This set of scripts crawls STEAM website to download game reviews.
These scripts are aimed at students that want to experiment with text mining on review data.
The script have an order of execution.
-
steam-game-crawler.py download pages that lists games into ./data/games/
-
steam-game-extractor.py extracts games ids from the downloaded pages, saving them into ./data/games.csv
-
steam-review-crawler.py uses the above list to download game reviews pages into ./data/reviews This process can take a long time (it's a lot of data and the script sleeps between requests to be fair with the server).
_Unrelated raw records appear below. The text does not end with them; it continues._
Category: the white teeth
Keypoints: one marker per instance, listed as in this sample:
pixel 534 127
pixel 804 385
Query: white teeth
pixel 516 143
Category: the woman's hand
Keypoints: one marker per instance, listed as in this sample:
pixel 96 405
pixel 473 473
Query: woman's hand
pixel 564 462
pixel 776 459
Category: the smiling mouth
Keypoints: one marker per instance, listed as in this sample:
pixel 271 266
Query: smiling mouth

When the script is stopped and restarted it will skip games for which all reviews have been downloaded on the previous run (it does not downloads new reviews for such games).
-
steam-review-extractor.py extracts reviews and other info from the downloaded pages, saving them into ./data/reviews.csv
Column in the reviews.csv file:
- game id
- number of people that found the review to be useful
- number of people that found the review to be funny
- username of the reviewer
- number of games owned by the reviewer
- number of reviews written by the reviewer
- 1=recommended, -1=not recommended
- hours played by the reviewer on the game
- date of creation of the review
- text of the review
The last script steam-reviews-stats.py is a sample script that processes the review.csv file and outputs some basic info and stats in json files:
-
./data/games.json number of reviews and played hours for every game.
-
./data/users.json number of game owned (as reported by user's badge on STEAM) and number of played hours.
-
./data/summary.json number of reviews, number of played hours, number of users, number of games.
On March 15, 2018 those last statistics are:
reviews 6614765
played hours 554702535
users 2720777
games 26677